Net-net, this is a fully invested, AI-tilted swing book with a handful of stabilizers and a modest shock absorber.
Today’s Only Move: Leaning Into Micron (MU)
With a bit of idle cash on the sidelines, we made one new trade this session: adding a small long position in Micron Technology (MU).
The thesis is simple and deliberately boring: if AI, large language models, and data-center buildouts remain the primary growth story, someone has to supply all that high-bandwidth memory and storage. Nvidia may get the headlines for GPUs, but Micron sits squarely in the memory and HBM lane.
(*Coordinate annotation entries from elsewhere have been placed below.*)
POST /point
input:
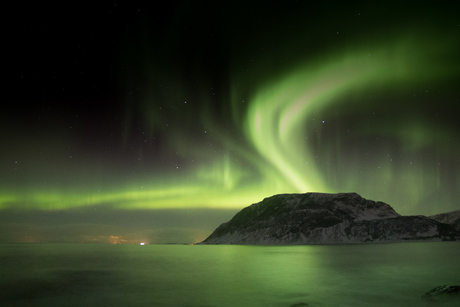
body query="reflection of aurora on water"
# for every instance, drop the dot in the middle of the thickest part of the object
(266, 106)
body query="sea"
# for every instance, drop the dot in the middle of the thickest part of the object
(396, 274)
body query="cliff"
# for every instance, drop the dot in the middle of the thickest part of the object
(319, 218)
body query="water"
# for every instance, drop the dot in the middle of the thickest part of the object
(185, 275)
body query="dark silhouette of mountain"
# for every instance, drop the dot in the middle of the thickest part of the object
(319, 218)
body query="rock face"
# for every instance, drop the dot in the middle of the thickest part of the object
(319, 218)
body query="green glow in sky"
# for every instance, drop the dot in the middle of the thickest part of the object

A small starter position lets us participate in that piece of the AI infrastructure stack without overcommitting capital in a single day.
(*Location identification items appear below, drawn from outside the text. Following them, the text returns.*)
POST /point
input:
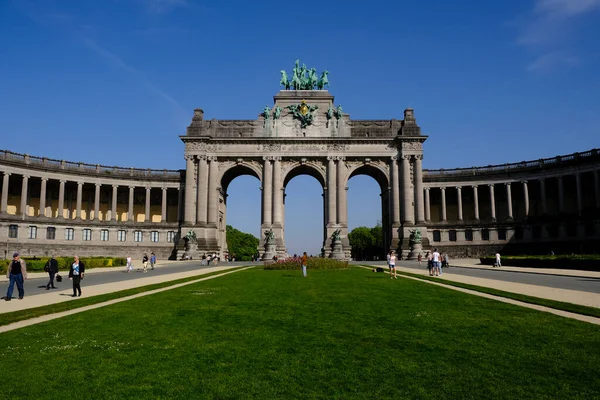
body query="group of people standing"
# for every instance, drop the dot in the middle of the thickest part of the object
(145, 261)
(17, 274)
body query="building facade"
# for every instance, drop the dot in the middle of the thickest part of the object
(62, 207)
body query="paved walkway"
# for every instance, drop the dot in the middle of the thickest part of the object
(62, 295)
(568, 296)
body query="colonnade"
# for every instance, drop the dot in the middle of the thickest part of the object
(112, 214)
(509, 198)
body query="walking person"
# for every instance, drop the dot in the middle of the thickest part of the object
(76, 274)
(51, 268)
(152, 260)
(392, 264)
(436, 263)
(304, 263)
(145, 262)
(16, 273)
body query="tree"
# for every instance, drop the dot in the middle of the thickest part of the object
(242, 244)
(361, 239)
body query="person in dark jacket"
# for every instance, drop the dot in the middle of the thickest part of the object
(51, 268)
(76, 274)
(16, 273)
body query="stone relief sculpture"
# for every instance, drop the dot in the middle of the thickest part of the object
(415, 236)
We sized the add conservatively, treating it as an incremental tilt, not a hero trade. If the AI/server memory narrative keeps firming up and price action cooperates, there’s room to scale. If not, risk rules (see below) decide.
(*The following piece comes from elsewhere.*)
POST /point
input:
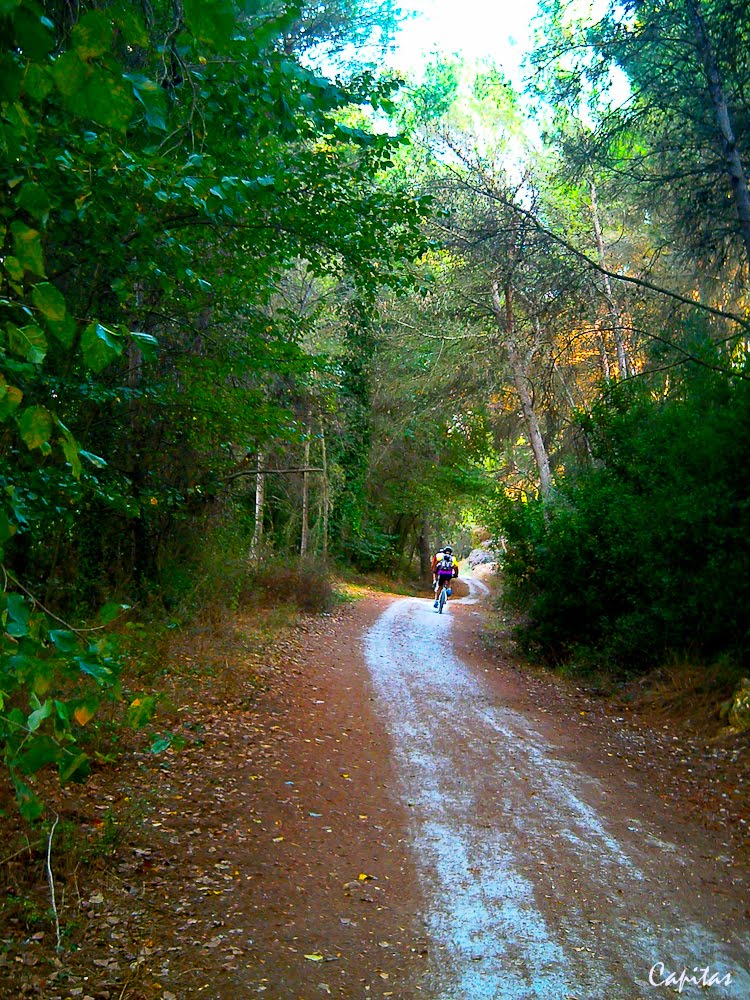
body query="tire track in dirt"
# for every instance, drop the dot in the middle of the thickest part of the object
(539, 884)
Risk Discipline: Stops, Not Caps
The risk framework stays intentionally simple:
- Manual, raise-only stop levels on core positions. Once a name earns more room by trending, we can trail risk higher, but we don’t lower stops just to “give it space.”
- No profit caps. The upside in powerful themes like AI can be nonlinear; the goal is to avoid cutting winners too early while still honoring downside limits.
- Small UVXY hedge around the 2.5–3.5% of equity range, meant as crash insurance rather than a day-trading vehicle.
- Multi-day swing horizon only. No intraday scalping; trades are intended to work over days to weeks, with intraday noise ignored unless it blows through risk lines.
Put differently: the portfolio expresses a clear view (bullish AI/growth while the Fed leans dovish), but every line item has a defined “you’re out” level.
What’s Next: Watching the Crowd and the Fed
A few things sit on the top of the watchlist from here:
- Fed narrative shifts: Any hawkish surprise in speeches, data, or market-implied odds could quickly hit long-duration growth and AI names. That’s when the stops will earn their keep.
- How crowded the AI trade feels: If sentiment and flows get too one-sided, even good news can become “sell the fact.” The recent wobble in Nvidia is an early warning that the path may get choppier even if the long-term story is intact.
- Rotation plans if we’re wrong: If stops start triggering across AI/growth, the plan is to rotate toward other themes—more defensives, select housing plays, and potentially biotech—rather than trying to hero-buy every dip in the same crowded complex.
For now, we stay fully invested, tilted toward AI and growth, with Micron now added to the roster as a measured bet on the memory side of the story. Tomorrow’s job is the same as always: respect risk, let winners breathe, and stay honest about when the narrative changes.
Information above reflects a single swing-trading framework and is shared for educational and entertainment purposes only. It is not investment advice or a recommendation to buy or sell any security.